Peringatan kembali dikumandangkan oleh operator KRL. Jihoon mulai dilanda panik karena roda kopernya tak kunjung lepas. Banyak pasang mata mulai menatapnya. Beberapa membicarakan kebodohannya yang tidak bisa mengatasi masalah kecil-menurut orang lain mungkin-seperti itu.
Suara-suara mulai terdengar membicarakan tentang koper kesayangan Jihoon. Pemuda itu gelisah sembari mengutuk keberadaan petugas keamanan yang seharusnya berjaga dan mengecek setiap pintu.
Srek
Bruk
Kopernya berhasil masuk dan terdorong hingga menabrak salah satu tiang penyangga kursi di dekat pintu.

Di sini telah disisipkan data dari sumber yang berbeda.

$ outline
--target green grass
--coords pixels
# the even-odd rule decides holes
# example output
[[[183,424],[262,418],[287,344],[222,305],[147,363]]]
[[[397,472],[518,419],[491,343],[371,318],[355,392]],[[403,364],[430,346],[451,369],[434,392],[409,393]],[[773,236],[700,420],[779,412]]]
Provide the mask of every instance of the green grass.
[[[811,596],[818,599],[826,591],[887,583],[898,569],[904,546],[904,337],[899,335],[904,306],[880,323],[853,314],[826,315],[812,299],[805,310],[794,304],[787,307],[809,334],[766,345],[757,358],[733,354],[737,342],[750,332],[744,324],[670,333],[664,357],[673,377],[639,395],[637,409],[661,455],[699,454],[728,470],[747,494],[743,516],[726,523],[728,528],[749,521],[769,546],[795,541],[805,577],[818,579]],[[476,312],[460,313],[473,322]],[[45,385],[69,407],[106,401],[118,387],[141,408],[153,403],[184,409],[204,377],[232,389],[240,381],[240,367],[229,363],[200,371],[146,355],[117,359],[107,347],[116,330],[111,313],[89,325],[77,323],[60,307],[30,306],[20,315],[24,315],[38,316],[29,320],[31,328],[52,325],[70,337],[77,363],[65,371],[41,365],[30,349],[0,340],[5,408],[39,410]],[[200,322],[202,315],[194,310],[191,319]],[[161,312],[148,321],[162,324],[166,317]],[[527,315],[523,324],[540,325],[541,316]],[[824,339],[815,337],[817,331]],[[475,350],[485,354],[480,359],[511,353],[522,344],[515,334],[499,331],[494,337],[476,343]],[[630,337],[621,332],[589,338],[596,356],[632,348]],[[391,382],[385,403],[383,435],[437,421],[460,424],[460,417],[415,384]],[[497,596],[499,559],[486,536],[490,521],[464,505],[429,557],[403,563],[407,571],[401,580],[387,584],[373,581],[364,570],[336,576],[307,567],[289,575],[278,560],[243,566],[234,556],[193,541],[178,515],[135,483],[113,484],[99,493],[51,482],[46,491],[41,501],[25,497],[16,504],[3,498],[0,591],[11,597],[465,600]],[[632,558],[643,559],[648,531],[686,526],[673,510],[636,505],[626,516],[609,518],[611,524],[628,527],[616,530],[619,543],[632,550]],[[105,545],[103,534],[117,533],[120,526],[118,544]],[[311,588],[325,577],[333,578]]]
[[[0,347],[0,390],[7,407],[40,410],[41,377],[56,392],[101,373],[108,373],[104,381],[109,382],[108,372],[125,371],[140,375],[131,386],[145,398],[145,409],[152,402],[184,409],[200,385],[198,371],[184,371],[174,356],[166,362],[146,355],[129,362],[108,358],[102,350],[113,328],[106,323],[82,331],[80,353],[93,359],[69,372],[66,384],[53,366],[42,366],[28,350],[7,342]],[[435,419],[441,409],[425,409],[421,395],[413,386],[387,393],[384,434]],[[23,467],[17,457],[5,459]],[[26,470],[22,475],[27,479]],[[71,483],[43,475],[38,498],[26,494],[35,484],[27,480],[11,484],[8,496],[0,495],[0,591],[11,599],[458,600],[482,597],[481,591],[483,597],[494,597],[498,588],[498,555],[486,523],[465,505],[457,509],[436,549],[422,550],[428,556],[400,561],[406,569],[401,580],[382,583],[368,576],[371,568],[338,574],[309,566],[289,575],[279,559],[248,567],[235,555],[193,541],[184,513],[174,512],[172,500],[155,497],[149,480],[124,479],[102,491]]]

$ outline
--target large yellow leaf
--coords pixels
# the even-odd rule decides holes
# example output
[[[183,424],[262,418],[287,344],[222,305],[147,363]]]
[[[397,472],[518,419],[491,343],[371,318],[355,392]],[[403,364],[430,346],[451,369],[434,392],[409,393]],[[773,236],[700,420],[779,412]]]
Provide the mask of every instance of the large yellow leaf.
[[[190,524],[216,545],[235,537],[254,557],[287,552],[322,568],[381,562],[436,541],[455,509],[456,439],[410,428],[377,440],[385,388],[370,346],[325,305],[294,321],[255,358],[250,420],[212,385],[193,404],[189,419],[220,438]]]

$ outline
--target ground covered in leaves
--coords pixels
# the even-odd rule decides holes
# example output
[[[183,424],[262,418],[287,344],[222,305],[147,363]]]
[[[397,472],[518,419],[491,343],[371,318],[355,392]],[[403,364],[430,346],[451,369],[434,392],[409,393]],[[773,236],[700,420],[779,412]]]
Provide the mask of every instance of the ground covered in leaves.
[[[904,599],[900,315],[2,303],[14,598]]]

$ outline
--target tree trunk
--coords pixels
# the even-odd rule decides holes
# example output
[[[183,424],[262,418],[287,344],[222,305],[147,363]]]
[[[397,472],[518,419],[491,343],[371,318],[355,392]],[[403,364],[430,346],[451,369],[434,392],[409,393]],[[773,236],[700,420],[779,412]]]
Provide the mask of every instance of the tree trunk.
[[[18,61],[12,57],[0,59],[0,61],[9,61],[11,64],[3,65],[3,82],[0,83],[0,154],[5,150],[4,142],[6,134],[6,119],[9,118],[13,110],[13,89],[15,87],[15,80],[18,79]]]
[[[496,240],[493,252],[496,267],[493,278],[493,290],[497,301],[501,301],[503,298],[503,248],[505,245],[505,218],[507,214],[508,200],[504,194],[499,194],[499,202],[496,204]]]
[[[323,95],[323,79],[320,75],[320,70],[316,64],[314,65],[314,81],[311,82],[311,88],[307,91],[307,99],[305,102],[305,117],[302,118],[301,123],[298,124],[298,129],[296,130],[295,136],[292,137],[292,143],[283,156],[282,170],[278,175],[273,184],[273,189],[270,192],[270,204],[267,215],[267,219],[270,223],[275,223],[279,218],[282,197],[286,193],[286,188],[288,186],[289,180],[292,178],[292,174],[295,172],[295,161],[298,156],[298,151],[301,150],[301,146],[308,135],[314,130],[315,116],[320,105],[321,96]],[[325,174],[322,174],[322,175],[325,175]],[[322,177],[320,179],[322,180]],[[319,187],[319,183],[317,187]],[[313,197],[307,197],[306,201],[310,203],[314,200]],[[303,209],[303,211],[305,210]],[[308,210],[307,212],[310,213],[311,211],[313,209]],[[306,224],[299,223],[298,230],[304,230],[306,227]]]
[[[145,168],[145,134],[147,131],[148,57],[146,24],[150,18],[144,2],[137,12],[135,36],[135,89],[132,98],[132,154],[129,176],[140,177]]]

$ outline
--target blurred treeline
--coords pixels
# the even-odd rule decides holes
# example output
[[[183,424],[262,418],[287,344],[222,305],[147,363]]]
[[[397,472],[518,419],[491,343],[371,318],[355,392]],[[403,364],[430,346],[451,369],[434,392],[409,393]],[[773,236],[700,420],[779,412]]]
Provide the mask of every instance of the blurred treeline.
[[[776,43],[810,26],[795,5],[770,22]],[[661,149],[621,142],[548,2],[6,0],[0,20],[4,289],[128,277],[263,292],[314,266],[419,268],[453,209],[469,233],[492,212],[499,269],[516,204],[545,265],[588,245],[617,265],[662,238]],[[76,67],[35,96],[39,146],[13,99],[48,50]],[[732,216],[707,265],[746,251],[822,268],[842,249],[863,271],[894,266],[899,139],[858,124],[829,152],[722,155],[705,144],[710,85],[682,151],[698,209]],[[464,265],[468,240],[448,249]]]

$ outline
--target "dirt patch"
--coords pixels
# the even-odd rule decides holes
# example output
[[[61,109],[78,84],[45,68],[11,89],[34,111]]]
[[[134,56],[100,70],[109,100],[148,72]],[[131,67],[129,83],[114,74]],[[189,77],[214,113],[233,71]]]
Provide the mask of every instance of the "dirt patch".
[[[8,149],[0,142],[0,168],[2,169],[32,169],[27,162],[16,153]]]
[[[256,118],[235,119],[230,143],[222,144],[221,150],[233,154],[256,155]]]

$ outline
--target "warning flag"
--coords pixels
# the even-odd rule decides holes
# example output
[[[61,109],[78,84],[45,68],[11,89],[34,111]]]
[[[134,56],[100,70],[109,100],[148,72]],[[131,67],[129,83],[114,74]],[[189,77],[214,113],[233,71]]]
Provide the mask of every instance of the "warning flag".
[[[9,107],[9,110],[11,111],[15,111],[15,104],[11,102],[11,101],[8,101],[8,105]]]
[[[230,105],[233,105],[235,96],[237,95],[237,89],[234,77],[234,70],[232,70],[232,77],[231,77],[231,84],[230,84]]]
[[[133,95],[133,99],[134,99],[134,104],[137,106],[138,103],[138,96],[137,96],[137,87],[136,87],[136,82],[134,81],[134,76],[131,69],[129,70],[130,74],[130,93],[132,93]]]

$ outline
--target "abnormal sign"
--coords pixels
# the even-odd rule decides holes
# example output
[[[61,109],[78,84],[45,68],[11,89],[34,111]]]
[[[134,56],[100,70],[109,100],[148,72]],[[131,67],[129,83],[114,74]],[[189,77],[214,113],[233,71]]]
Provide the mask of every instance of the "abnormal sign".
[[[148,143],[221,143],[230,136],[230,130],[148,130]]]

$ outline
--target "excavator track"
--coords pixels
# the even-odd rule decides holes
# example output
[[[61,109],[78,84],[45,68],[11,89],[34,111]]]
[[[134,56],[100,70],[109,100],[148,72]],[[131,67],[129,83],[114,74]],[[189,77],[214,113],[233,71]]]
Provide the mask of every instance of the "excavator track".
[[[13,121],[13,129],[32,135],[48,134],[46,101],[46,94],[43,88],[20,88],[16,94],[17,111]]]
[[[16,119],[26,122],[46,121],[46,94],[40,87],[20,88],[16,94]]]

Jihoon mengedipkan matanya bingung sekaligus kaget menatap pintu KRL yang sudah tertutup. Tangannya sedang digenggam seseorang, bulu romanya merinding merasakan nafas berat seseorang menampar keningnya yang tidak tertutupi kain.
Jangan salah paham. Jihoon memang suka memasang scraf menutupi kepalanya. Sinar UV adalah musuhnya. Jadi sampai sini kalian paham kenapa Jihoon sering dipanggil mbak?
"Ya Tuhan!"
Suara berat diikuti hempasan pada tubuhnya membuat Jihoon terdorong ke sisi pintu kereta yang sedang bergerak normal ke arah Tanah Abang. Tangannya sigap berpegangan pada besi penyangga kursi agar tubuhnya tidak bercinta dengan lantai kereta yang pastinya berdebu.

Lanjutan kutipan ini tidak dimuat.